MELROSE PARK, IL. The $90-million investment Navistar has made to integrate its vehicle development and testing functions last fall into a single location here close by its Lisle, IL headquarters campus in suburban Chicago is already having a positive impact, according to company executives.

Consolidating engineering activities around vehicle development and testing at Navistar’s historic (nearly 75,000 engines for B-24 Liberator bombers were built here in WWII) and sprawling (2-million sq ft currently) engine plant helps enable “a new focus on excellence in manufacturing,” stated Navistar CEO Troy Clarke.

The result will be higher-quality trucks and engines coming to market that should increase the OEM’s market share. Clarke noted that Navistar’s current 14.5% share of Class 8 is less than half what it was before the company chose to not pursue SCR technology for its heavy-duty engines.

With higher-quality products — including its own SCR-equipped MaxxForce 13L engine as well as the Cummins ISX 15L now reaching the market, Clarke expects International’s Class 8 market share will climb to as high as 18% by the close of the OEM’s fiscal year this fall.

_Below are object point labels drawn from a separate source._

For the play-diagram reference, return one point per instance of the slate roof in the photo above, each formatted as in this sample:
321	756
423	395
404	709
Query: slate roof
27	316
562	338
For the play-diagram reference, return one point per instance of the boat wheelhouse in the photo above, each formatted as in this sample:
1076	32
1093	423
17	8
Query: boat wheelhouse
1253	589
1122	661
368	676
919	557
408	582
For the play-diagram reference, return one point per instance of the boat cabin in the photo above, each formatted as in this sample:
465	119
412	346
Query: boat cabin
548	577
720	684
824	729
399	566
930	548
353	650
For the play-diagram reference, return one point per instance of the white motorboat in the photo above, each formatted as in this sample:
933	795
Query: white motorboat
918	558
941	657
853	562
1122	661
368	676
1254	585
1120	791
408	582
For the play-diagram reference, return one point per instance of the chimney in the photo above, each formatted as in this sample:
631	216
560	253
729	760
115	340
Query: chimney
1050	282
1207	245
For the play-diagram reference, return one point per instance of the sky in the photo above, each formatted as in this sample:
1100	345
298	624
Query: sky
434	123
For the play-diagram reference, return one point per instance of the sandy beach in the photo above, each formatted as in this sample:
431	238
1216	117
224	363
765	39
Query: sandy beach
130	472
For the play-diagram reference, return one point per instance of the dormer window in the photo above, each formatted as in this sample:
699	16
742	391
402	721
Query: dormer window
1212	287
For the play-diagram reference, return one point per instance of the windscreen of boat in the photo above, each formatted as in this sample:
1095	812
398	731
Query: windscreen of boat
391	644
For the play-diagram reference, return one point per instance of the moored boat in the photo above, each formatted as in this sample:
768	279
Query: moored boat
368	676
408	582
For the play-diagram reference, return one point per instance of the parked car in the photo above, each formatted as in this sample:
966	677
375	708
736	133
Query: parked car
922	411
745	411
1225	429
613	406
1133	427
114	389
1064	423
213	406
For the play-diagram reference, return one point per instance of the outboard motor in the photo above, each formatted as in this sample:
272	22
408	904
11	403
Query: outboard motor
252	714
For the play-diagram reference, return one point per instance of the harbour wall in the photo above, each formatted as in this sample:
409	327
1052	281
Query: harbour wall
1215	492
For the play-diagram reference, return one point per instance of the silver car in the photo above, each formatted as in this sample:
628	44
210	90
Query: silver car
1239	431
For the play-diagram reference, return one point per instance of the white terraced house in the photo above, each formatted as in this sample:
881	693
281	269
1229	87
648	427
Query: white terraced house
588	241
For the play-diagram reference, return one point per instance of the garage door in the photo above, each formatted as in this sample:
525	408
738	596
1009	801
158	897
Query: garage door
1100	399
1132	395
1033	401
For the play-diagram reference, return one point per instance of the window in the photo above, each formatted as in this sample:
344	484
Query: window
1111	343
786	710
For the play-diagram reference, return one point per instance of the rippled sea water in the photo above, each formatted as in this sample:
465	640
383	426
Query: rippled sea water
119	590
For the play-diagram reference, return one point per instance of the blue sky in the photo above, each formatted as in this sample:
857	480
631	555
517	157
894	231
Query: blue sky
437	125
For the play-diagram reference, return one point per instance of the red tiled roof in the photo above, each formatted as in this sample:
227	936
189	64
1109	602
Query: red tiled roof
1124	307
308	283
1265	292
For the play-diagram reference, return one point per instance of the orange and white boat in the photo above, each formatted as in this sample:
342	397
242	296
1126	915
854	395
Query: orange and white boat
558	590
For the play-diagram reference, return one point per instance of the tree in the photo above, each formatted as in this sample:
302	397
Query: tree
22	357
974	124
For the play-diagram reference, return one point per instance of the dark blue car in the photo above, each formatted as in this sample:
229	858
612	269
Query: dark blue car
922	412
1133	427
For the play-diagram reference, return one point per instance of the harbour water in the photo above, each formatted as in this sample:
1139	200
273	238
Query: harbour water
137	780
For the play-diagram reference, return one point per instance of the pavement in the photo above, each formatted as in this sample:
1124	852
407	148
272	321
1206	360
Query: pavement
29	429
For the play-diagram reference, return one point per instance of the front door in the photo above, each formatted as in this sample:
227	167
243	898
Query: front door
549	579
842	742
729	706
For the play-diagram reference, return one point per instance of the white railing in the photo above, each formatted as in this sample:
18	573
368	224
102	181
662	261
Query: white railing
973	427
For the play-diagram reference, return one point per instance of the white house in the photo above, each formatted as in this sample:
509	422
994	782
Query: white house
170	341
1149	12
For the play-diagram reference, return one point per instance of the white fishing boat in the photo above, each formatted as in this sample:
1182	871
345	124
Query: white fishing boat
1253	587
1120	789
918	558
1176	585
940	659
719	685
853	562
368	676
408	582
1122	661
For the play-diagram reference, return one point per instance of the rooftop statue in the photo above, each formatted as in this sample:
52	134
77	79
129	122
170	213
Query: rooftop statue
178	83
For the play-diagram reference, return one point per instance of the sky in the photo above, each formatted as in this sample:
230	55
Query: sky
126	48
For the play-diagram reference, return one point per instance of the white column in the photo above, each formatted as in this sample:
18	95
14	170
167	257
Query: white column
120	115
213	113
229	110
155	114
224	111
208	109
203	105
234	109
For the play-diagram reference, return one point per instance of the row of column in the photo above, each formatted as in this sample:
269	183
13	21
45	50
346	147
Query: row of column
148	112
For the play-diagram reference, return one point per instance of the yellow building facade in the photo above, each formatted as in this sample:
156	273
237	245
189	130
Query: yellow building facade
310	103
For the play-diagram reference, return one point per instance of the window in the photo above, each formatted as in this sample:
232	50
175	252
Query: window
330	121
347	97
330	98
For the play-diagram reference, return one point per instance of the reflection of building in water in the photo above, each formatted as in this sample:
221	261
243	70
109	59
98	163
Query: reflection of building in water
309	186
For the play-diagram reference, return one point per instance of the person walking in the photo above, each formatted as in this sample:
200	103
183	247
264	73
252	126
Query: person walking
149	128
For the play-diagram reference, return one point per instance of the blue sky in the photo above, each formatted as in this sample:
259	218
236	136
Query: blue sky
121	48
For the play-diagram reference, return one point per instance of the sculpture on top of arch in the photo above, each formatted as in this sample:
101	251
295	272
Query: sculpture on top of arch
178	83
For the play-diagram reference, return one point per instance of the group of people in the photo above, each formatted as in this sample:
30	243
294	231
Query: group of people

“We’ve taken decisive actions [to move ahead] on a broad front to gain adjustments in our cost structure,” Clarke told Fleet Owner. “Along with moving to SCR for MaxxForce and the ISX launch, we’ve reduced costs significantly through better management of all the processes. For us, it has to be about excellence in everything from engineering to purchasing to manufacturing.

“What we are doing,” he added, “is building off a new [leaner] foundation and so now we can start to begin to gain back market share.”

Steve Nash, director of operations for Navistar’s Test Center in Melrose Park, oversees testing and validation for all Navistar North American products. Since joining the OEM last year, he’s “led the creation of one of the few test centers in the commercial vehicle industry that can accommodate a full-size tractor or bus.”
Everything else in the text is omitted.